Researchers in the Jacks lab, for example, found that CRISPR manipulation let them directly introduce multiple tumor-inducing mutations in normal mice, bypassing the slow and painstaking tasks of genetically engineering mice and then cross-breeding them over generations. Testing hundreds of mutations in mouse models of lung cancer, “in a six-month period we could do things that probably would have taken us four or five years, and I can’t tell you how many dollars, to carry out,” he said.

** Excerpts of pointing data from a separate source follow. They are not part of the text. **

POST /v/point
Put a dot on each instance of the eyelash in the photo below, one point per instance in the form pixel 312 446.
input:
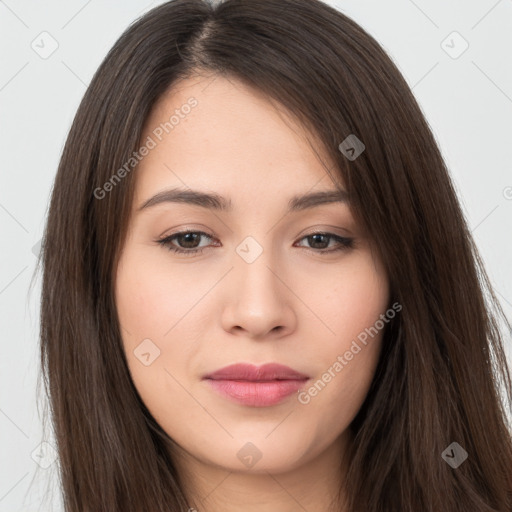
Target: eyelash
pixel 345 243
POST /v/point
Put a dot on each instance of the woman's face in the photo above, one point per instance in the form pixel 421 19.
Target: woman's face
pixel 263 290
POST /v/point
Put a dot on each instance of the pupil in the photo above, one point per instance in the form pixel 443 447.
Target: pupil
pixel 316 237
pixel 188 237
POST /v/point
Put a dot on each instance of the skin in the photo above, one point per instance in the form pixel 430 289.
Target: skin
pixel 292 305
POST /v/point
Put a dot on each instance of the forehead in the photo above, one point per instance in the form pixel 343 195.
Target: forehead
pixel 215 133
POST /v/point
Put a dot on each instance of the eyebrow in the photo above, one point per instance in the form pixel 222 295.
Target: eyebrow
pixel 217 202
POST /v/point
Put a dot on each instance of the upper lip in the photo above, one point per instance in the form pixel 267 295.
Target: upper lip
pixel 249 372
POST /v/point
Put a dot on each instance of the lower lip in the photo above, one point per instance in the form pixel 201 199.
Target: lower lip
pixel 257 394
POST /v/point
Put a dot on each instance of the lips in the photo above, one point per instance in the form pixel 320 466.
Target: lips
pixel 254 386
pixel 251 373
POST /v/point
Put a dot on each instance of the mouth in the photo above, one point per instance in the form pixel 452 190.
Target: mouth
pixel 256 387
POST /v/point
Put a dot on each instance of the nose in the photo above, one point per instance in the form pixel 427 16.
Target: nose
pixel 258 300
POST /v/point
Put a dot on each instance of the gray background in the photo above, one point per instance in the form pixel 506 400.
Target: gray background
pixel 466 98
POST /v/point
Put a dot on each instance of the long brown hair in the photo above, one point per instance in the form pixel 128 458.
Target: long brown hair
pixel 442 367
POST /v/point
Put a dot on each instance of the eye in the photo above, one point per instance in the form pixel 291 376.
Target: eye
pixel 187 238
pixel 187 241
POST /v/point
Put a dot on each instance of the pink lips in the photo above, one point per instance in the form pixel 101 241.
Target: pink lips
pixel 257 386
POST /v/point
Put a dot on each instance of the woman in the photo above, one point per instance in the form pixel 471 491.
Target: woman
pixel 259 290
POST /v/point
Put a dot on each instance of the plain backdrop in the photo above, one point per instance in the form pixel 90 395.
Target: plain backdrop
pixel 465 94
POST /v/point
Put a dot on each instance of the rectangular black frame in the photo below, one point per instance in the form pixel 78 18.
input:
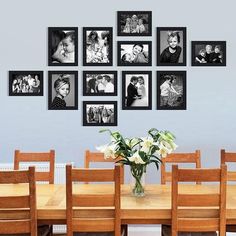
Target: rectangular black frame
pixel 195 43
pixel 120 33
pixel 121 63
pixel 85 103
pixel 159 52
pixel 50 49
pixel 110 29
pixel 183 73
pixel 50 87
pixel 26 73
pixel 85 93
pixel 124 106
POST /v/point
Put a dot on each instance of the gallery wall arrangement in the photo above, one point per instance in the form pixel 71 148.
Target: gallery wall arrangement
pixel 98 45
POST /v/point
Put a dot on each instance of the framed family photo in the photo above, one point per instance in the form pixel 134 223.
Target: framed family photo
pixel 26 83
pixel 171 46
pixel 97 46
pixel 100 113
pixel 63 90
pixel 136 90
pixel 134 53
pixel 208 53
pixel 134 23
pixel 100 83
pixel 171 90
pixel 63 46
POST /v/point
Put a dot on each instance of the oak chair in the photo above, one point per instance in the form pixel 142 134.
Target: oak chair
pixel 96 221
pixel 229 157
pixel 18 214
pixel 183 204
pixel 174 158
pixel 48 157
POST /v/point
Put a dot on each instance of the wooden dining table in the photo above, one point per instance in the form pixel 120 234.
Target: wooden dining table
pixel 154 208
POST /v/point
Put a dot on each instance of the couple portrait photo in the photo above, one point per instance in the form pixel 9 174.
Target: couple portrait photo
pixel 62 46
pixel 136 90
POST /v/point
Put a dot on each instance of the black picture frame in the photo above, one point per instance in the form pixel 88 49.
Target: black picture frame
pixel 99 119
pixel 126 57
pixel 133 97
pixel 214 58
pixel 25 83
pixel 164 56
pixel 125 29
pixel 172 101
pixel 62 78
pixel 97 55
pixel 107 79
pixel 56 55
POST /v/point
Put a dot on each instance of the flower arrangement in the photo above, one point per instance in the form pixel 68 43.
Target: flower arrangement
pixel 139 152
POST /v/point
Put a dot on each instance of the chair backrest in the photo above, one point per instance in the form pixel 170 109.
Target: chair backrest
pixel 99 157
pixel 174 158
pixel 48 157
pixel 76 221
pixel 184 203
pixel 227 157
pixel 18 213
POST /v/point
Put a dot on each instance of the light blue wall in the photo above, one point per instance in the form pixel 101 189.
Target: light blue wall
pixel 208 123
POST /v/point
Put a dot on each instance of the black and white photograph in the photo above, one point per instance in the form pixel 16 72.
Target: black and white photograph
pixel 100 83
pixel 26 83
pixel 100 113
pixel 63 90
pixel 171 46
pixel 208 53
pixel 171 90
pixel 134 23
pixel 134 53
pixel 136 90
pixel 63 46
pixel 97 46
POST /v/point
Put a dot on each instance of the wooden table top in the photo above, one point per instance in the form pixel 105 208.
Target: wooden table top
pixel 154 208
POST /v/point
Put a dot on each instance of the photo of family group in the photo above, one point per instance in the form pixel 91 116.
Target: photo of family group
pixel 62 46
pixel 136 90
pixel 208 53
pixel 62 90
pixel 100 83
pixel 134 23
pixel 97 46
pixel 171 46
pixel 99 113
pixel 134 53
pixel 171 90
pixel 26 83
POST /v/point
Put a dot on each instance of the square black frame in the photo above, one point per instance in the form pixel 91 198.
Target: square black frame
pixel 110 29
pixel 50 48
pixel 159 83
pixel 159 51
pixel 195 43
pixel 85 93
pixel 85 103
pixel 26 73
pixel 50 87
pixel 119 26
pixel 124 106
pixel 119 59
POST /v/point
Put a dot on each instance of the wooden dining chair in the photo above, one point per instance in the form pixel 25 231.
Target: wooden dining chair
pixel 174 158
pixel 93 157
pixel 18 213
pixel 47 157
pixel 183 218
pixel 98 202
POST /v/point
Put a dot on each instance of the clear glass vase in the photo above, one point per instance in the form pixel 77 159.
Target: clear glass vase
pixel 138 180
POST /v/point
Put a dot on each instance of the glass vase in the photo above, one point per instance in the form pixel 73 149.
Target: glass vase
pixel 138 180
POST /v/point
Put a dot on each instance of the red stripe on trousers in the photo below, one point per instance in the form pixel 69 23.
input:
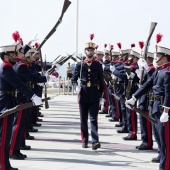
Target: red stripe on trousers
pixel 149 133
pixel 15 133
pixel 117 110
pixel 133 123
pixel 167 140
pixel 82 137
pixel 3 141
pixel 106 98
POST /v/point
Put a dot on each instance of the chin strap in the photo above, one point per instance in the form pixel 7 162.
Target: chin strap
pixel 160 59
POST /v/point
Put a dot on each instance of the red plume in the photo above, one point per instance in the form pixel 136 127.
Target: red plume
pixel 91 36
pixel 36 45
pixel 141 44
pixel 96 47
pixel 16 36
pixel 20 39
pixel 158 38
pixel 132 45
pixel 111 47
pixel 119 45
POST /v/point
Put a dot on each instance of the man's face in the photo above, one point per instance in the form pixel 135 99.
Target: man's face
pixel 12 57
pixel 89 52
pixel 99 57
pixel 159 60
pixel 135 59
pixel 20 54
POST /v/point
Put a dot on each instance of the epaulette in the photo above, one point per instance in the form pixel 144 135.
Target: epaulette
pixel 22 64
pixel 6 65
pixel 152 68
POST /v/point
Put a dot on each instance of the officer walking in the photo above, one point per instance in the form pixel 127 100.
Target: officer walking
pixel 90 73
pixel 9 82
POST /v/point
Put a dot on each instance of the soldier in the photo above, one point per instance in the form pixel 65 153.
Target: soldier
pixel 106 63
pixel 21 120
pixel 160 84
pixel 91 75
pixel 9 82
pixel 145 125
pixel 131 116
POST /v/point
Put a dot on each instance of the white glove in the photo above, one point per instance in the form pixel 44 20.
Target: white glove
pixel 164 117
pixel 33 39
pixel 132 75
pixel 57 67
pixel 139 72
pixel 102 101
pixel 130 102
pixel 113 76
pixel 47 75
pixel 142 63
pixel 77 89
pixel 53 79
pixel 112 68
pixel 40 84
pixel 37 100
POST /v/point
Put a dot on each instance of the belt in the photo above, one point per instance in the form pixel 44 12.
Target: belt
pixel 121 83
pixel 89 84
pixel 8 92
pixel 158 98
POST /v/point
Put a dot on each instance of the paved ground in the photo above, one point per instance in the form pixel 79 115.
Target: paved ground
pixel 57 145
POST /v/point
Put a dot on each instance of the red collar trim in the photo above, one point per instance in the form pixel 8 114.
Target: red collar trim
pixel 7 63
pixel 89 61
pixel 164 66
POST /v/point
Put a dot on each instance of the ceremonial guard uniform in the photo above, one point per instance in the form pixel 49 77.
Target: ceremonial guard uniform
pixel 9 82
pixel 22 118
pixel 160 84
pixel 144 104
pixel 91 75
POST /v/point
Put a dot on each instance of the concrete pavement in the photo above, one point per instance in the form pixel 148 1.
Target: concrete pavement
pixel 57 144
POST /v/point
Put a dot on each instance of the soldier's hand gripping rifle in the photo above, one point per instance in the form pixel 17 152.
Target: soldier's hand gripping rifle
pixel 20 107
pixel 143 113
pixel 60 63
pixel 152 28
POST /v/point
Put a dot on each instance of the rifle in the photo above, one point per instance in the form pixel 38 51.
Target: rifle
pixel 45 88
pixel 65 7
pixel 141 112
pixel 112 82
pixel 152 28
pixel 20 107
pixel 106 78
pixel 56 58
pixel 129 86
pixel 111 48
pixel 61 62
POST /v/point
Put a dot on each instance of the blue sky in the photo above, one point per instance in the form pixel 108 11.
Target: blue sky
pixel 112 21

Of course, as with all genetic tools, “there’s a lot of room for improvement with CRISPR,” Yang notes. Among its drawbacks, CRISPR doesn’t work with all genes and it sometimes attaches to off-target DNA. The Yang lab is among many around the world rapidly developing alternative versions of CRISPR that better address these problems, cleanly activate gene expression or repress them without cutting them, or bring other advantages.
Beyond work in cells and animal models, “the race is on to see who will be first to push CRISPR into clinical applications,” says Yang.
For example, CRISPR could enhance the CAR-T (chimeric antigen receptor T) cell treatments that have achieved striking early success against certain blood cancers. NIBR’s Immuno-oncology researchers collaborate with Intellia Therapeutics to study whether CRISPR might provide better overall control for tweaking CAR-T cells. It also might offer improved ways to turn off cell activity if patients have an overly strong immune reaction, or to add other immunotherapy weaponry, he speculates.
“CRISPR is going to revolutionize our understanding of genetic function,” Bill Sellers, Global Head of Oncology at NIBR, sums up. “And it’s going to massively change how we target cancer therapeutically.”